Kasus Hukuman Cambuk
Gusdurian: Hentikan Kekerasan terhadap Santri
Jombang – Praktek kekerasan berbentuk hukuman cambuk terhadap santri di salah satu pesantren di Jombang dinilai sangat mencoreng wajah Kota Santri. Selama ini pesantren-pesantren di Jombang terkenal memegang teguh prinsip antikekerasan dalam sistem pengajarannya.
Hal itu disampaikan, Aan Anshori, alumni Bahrul Ulum Tambakberas, merespon tersebarnya video yang diunggah ke situs YouTube yang menggambarkan tiga santri sedang dicambuk.
Dalam video berdurasi 5 menit 21 detik itu, tiga santri dari sebuah pondok pesantren yang diduga terletak di Kabupaten Jombang
diikat pada tiga pohon dengan mata tertutup kain.
Hukuman cambuk yang diduga menggunakan rotan itu dilakukan di depan puluhan santri.

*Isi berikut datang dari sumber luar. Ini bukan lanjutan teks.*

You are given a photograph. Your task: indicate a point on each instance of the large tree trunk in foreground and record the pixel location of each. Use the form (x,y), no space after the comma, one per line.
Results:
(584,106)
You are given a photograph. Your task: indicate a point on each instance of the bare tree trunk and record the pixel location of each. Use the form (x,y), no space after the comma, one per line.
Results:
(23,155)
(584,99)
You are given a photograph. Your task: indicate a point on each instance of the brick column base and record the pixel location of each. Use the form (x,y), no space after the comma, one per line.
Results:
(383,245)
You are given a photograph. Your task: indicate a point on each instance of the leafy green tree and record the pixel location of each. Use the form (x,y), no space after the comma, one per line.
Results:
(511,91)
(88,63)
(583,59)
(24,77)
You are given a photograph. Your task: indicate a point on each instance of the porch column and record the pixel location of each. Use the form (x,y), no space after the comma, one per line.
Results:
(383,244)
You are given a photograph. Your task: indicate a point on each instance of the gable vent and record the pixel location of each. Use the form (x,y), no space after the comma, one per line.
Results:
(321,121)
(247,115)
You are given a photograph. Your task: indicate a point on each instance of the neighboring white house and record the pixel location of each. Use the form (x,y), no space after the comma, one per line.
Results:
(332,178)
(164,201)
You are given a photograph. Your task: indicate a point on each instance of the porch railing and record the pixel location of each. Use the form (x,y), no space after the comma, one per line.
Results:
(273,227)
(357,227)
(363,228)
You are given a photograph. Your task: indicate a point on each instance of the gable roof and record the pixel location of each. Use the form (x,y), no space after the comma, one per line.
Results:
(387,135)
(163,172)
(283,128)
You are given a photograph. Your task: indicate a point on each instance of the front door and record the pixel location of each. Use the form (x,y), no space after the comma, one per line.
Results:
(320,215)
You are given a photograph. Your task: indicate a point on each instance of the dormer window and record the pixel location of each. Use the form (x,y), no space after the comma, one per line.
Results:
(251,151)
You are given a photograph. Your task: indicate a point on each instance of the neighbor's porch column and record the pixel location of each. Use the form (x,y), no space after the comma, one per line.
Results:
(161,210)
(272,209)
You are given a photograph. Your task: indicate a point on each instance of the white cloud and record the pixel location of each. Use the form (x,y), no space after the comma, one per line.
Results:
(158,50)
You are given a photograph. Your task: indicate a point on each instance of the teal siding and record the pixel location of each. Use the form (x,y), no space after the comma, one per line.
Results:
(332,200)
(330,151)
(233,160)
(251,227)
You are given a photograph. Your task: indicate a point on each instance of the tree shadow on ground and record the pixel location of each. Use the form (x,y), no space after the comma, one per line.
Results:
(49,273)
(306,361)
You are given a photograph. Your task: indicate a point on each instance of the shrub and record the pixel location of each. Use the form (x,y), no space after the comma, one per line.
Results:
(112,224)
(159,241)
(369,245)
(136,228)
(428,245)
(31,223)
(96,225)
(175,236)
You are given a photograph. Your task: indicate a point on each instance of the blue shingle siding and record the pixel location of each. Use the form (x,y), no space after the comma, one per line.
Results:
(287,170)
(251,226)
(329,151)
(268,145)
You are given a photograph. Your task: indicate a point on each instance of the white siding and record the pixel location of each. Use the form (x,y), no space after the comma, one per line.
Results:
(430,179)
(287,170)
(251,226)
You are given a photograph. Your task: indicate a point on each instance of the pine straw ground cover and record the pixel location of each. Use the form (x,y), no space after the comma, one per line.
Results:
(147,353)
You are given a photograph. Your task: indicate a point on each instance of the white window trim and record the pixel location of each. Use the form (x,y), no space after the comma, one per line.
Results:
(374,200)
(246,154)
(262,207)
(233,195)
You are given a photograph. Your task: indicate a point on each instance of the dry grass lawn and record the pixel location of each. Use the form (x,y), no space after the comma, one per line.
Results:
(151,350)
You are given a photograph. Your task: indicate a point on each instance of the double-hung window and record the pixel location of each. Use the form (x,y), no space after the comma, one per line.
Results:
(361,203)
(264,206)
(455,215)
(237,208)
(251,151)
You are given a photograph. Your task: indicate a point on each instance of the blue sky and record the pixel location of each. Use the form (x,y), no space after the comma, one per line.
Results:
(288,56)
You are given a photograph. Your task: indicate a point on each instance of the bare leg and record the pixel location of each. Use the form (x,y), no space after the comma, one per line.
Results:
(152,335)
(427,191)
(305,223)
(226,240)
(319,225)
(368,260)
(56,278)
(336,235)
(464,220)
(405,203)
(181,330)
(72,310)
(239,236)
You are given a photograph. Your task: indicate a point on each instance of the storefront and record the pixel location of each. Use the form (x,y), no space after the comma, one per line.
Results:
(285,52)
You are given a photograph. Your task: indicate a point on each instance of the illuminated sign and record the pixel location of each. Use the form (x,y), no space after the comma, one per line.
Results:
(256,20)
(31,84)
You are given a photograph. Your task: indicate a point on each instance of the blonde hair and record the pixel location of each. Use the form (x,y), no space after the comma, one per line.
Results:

Cambukan dilakukan sebanyak 35 kali pada masing-masing santri. Setelah hukuman cambuk usai, seseorang memandu doa, memohon ampunan kepada Allah, baik bagi pelanggar, orang yang mencambuk, maupun santri yang menyaksikannya.
Aan menegaskan, apapun alasannya, penghukuman cambuk tersebut perlu diusut tuntas karena merupakan tindak pidana. Menurutnya, pelaku bisa dijerat tindak pidana khusus menggunakan UU Perlindungan Anak jika korban terbukti masih dibawah umur.
“Aparat hukum tidak perlu takut melakukan penyelidikan karena siapapun tidak kebal hukum termasuk pesantren. Institusi ini tidak memiliki imunitas jika melakukan kesalahan,” tegasnya, Selasa, 9 Desember 2014.
Koordinator Gusdurian Jatim ini menambahkan, keengganan aparat hukum dalam bertindak, akan melanggengkan tradisi kekerasan di dalam pesantren. Dan hal tersebut akan berakibat buruk bagi anak.
Aan juga menyarankan pemerintah agar mempertimbangkan untuk membekukan izin pesantren tersebut sementara waktu hingga proses hukum selesai.
“Sudah saatnya Rabithah Ma’ahid Islamiyah (Perhimpunan Pesantren yang berafiliasi ke NU) perlu mengeluarkan sikap bersama menolak penggunaan kekerasan dalam sistem pengajaran pesantren,” ujarnya. (jaz/saif)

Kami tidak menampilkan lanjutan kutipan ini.